Variable | Total (n = 5,865) | Q1 (n = 1,469) | Q2 (n = 1,471) | Q3 (n = 1,456) | Q4 (n = 1,469) | p Value |
---|---|---|---|---|---|---|
Interquartile level of BNP (pg/ml) | 10.2–38.2 | 2.5–5.4 | 12.7–15.1 | 23.8–27.2 | 45.5–56.9 | |
Age (yrs) | 66 ± 8.8 | 61.9 ± 9.0 | 65.2 ± 8.0 | 67.5 ± 8.0 | 70.7 ± 7.2 | <0.0001 |
Men/Women | 2,145/3,720 | 641/828 | 517/954 | 458/998 | 529/940 | 0.018 |
Systolic BP (mm Hg) | 142.9 ± 17.9 | 142.8 ± 17.1 | 140 ± 17.5 | 142.6 ± 17.3 | 144.1 ± 19.3 | 0.015 |
Diastolic BP (mm Hg) | 82.2 ± 10.5 | 86.8 ± 11.4 | 84.2 ± 10.4 | 82.6 ± 9.9 | 80.8 ± 11.5 | <0.0001 |
Antihypertensive drugs | 58% | 50% | 58% | 60% | 65% | <0.0001 |
Body mass index (kg/m 2 ) | 24.9 ± 3.4 | 25.1 ± 3.4 | 25.1 ± 3.3 | 24.8 ± 3.3 | 24.6 ± 3.5 | <0.0001 |
Obesity | 47% | 49% | 50% | 45% | 44% | 0.003 |
Diabetes | 10% | 11% | 9% | 9% | 9% | 0.075 |
Hypercholesterolemia | 18% | 22% | 18% | 17% | 14% | <0.0001 |
Current smoking | 12% | 17% | 11% | 10% | 10% | <0.0001 |
LVH | 32% | 26% | 30% | 31% | 41% | <0.0001 |
Atrial fibrillation | 1.7% | 0.2% | 0.1% | 0.3% | 6.4% | <0.0001 |
eGFR (ml/min/1.73 m 2 ) | 73.7 ± 15.3 | 77.6 ± 15.7 | 74.8 ± 14.9 | 73.1 ± 14.6 | 69.1 ± 14.6 | <0.0001 |
During a mean follow-up period of 5.6 years, 382 participants experienced CV events including heart failure (n = 52), myocardial infarction and sudden unexpected death (n = 72), and stroke (n = 258).
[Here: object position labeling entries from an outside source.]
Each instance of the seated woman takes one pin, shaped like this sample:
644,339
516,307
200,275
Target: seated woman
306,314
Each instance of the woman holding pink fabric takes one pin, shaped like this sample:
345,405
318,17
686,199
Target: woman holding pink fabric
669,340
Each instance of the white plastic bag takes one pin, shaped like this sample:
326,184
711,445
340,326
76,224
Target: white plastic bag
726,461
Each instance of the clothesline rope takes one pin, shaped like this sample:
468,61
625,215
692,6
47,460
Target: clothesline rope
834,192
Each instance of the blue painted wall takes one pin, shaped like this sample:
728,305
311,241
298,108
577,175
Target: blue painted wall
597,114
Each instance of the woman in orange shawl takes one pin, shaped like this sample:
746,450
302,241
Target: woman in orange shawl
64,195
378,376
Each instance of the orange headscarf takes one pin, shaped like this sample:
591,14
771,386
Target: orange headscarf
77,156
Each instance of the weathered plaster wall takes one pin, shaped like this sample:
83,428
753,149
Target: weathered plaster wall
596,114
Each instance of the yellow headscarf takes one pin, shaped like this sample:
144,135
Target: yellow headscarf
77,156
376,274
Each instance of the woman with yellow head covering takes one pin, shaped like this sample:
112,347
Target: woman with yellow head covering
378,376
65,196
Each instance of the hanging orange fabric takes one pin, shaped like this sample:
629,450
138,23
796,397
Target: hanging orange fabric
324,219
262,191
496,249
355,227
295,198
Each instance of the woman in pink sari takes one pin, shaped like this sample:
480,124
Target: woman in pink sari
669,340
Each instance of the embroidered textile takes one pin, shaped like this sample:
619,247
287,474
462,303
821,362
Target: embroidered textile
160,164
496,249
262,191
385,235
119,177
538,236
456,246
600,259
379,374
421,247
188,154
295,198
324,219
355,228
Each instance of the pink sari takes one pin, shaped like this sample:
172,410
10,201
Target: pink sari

The cumulative incidence of CV events was assessed using the Kaplan-Meier method. A quartile-dependent increase in the risk of CV events was seen in BNP testing, with the highest quartile showing a significantly greater incidence than the other 3 (p <0.001; Figure 1 ). A multivariate Cox regression analysis was performed to analyze the relation between the BNP quartiles and the risk of CV events. After adjustment for classical CV risk factors (model 1), the highest BNP quartile showed a significantly elevated HR for CV events compared with the lowest quartile (HR 1.59, 95% CI 1.16 to 2.19; Figure 2 ). In the LVH adjusted model (model 2), the relation between BNP quartile and CV event rate remained significant (HR 1.49, 95% CI 1.07 to 2.10; Figure 2 ).